BUT! I did stumble upon the problem I'm getting. For some reason, my router is bieng used as a dns. If i comment out the routers ip in my resolv.conf so it looks like

 *Quote:*   

> 
> 
> cat /etc/resolv.conf
> 
> # Generated by resolvconf
> ...

 

I get normal response times. The problem is, since resolv.conf gets rewritten evertime I boot, how do i stop my router from getting added to it?[/quote]

----------

## MaximeG

By switching to static ip ? :p

Sounds like it's the easiest way to solve it.

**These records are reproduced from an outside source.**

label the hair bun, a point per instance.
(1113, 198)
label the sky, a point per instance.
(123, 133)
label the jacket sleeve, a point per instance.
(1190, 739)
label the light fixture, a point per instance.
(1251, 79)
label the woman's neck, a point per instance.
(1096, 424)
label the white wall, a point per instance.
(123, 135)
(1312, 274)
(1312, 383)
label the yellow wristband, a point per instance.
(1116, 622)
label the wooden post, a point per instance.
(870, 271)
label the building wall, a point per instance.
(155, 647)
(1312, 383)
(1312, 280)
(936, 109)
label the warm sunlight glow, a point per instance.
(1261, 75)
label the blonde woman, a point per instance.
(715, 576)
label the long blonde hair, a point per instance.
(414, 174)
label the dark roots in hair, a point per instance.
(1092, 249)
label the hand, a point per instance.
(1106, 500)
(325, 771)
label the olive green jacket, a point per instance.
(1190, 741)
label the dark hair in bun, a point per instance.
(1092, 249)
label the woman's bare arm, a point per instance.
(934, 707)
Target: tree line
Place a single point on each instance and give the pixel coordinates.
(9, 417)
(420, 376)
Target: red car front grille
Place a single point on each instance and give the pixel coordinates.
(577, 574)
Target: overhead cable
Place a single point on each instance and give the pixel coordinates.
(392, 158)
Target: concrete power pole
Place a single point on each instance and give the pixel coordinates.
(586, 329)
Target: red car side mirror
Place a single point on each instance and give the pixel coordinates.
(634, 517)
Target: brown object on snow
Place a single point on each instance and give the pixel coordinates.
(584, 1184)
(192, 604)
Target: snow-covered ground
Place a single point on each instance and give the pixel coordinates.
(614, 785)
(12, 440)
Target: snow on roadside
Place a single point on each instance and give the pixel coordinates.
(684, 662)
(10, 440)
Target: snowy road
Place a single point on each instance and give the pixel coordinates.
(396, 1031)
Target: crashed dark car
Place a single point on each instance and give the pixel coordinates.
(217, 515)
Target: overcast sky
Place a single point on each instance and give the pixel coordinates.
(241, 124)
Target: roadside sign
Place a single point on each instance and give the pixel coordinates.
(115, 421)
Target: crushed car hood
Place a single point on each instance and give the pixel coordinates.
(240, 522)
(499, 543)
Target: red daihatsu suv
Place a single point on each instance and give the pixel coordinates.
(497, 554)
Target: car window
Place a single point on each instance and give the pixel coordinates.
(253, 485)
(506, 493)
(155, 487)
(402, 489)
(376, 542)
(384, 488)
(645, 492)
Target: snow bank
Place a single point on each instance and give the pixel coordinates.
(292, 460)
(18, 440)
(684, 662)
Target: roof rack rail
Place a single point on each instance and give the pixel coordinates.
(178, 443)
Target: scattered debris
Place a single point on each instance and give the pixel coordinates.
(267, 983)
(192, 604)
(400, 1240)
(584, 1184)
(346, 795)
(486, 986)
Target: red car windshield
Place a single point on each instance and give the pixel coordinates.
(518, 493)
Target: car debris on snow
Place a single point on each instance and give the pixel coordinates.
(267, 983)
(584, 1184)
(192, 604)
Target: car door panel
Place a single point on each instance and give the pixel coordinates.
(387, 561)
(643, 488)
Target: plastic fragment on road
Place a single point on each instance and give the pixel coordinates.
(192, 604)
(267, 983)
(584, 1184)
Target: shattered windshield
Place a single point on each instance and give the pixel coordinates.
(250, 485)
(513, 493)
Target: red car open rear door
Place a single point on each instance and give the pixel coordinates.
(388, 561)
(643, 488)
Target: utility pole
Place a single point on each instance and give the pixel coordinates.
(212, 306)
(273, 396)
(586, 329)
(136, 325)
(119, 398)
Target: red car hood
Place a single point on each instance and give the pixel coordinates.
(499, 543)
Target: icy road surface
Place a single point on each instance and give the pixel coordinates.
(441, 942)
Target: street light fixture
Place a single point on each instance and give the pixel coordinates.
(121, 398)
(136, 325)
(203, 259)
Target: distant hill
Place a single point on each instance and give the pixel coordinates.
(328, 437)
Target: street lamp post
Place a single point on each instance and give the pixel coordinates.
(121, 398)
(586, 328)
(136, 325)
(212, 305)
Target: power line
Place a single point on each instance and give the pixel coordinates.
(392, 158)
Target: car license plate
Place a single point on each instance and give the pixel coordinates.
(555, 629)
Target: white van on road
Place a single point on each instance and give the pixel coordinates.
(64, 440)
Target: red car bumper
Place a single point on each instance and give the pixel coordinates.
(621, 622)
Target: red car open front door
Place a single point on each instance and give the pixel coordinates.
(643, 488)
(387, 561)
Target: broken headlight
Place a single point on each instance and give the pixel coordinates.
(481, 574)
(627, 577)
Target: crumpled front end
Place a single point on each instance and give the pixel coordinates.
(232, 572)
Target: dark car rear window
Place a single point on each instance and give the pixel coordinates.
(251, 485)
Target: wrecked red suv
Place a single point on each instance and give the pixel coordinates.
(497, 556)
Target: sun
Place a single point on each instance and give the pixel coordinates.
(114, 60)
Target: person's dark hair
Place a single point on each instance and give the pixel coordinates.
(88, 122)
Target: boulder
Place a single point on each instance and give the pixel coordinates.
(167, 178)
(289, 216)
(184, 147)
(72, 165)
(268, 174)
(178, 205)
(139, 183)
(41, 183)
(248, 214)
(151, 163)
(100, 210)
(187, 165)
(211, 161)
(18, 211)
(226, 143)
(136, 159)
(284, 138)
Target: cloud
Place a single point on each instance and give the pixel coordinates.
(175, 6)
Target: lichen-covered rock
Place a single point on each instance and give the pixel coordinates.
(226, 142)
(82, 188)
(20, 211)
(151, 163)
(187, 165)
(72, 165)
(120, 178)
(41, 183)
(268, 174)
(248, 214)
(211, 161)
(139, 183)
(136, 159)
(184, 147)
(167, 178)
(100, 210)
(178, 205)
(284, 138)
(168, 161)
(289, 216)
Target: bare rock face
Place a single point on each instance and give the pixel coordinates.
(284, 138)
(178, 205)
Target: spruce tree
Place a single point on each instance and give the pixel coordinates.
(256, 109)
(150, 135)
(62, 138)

Or install bind, as suggested before ?

Regards,

Maxime

----------

## -=GGW=- $ol!d $n4>|e

Why cant i just tell it not to use my router dns and go to the other dn's it detects from my isp? It seems like that would be the best solution, since if i comment out my routers ip, everything seems to work fine. Theres something i'm not getting here. Either way, if do have to host a dns in order to fix it, can anyone explain how to set up /etc/hosts as they describe at http://en.gentoo-wiki.com/wiki/BIND#Server_Prerequisites?

I would definitely prefer not to host a dns. :\

I have a feeling theres a major concept here i'm missing as well though.

EDIT: Well, i got fed up and started messing with the router config, figured i would take the time to reset peoples laptops as they come through and realize they can't get internet. Not sure what happened but i'm still using dhcp but now i'm getting the correct nameserver in /etc/resolv.conf   :Embarassed: 

----------